As parents and autism researchers know well, the transition from school to adulthood can present significant challenges for teens who have autism spectrum disorder (ASD). Until recently, research aimed at identifying and addressing these challenges relied primarily on interviews with parents. Gathering firsthand accounts from teens remained difficult.
 
Now, researchers at the University of Missouri’s Thompson Center for Autism and Neurodevelopmental Disorders report their successful use of Photovoice, a creative research method that allows study participants to use photography to identify and share their experiences.
 

The Thompson Center is one of 14 sites in the Autism Speaks Autism Treatment Network (ATN).

"While we have long known that youth with ASD face challenges transitioning to adulthood, most research has focused only on perspectives of parents or caretakers," says study co-author Nancy Cheak-Zamora. "In order to truly understand the perspective of young people with ASD, who struggle with limited communication and fears, we needed to think outside the box to help them share their stories. Giving them cameras so they could tell their stories through images allowed us to determine what these young adults thought and felt."
 
Based on this method, the researchers gave cameras to 11 study participants, ages 16 to 25, and asked them to capture the experience of “growing up” – both what they enjoyed and what challenged them. The researchers used the photos to spark a dialogue with each participant. They then analyzed and categorized the teen’s responses to identify themes of importance.
 
For instance, many of the teenagers took photos that helped them describe the stress around learning new skills, taking on new responsibilities, socializing and the prospect of leaving school and living more independently as an adult. Another emerging theme involved feelings of sadness and loneliness.

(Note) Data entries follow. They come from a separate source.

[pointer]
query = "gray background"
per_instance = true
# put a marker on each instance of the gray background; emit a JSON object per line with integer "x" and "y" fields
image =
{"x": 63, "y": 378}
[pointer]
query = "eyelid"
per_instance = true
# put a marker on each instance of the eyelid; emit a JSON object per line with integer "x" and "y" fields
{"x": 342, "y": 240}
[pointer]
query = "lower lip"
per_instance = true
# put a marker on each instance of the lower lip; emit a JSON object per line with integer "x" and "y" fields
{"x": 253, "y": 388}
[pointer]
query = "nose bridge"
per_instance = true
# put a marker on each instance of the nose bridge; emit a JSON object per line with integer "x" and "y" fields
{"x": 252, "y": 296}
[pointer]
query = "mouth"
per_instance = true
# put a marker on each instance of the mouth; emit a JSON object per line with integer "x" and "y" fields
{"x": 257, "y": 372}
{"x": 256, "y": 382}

On the “what helps me” side, many of the young participants took pictures of animals and talked about how animals were important companions that helped relieve loneliness.
 
"Youth with ASD struggle with isolation and socializing with peers and family members," Dr. Cheak-Zamora says. "However, they continually try to put themselves out there and be more social and try to make friends. These were evident themes through the photographs taken."
 
The project’s findings will advance research designed to foster health and independence in young adults who have autism, she adds.
 
The Thompson Center team recently published two papers based on their Photovoice research: "Capturing Experiences of Youth with ASD via Photo Exploration: Challenges and Resources Becoming an Adult," in the Journal of Adolescent Research.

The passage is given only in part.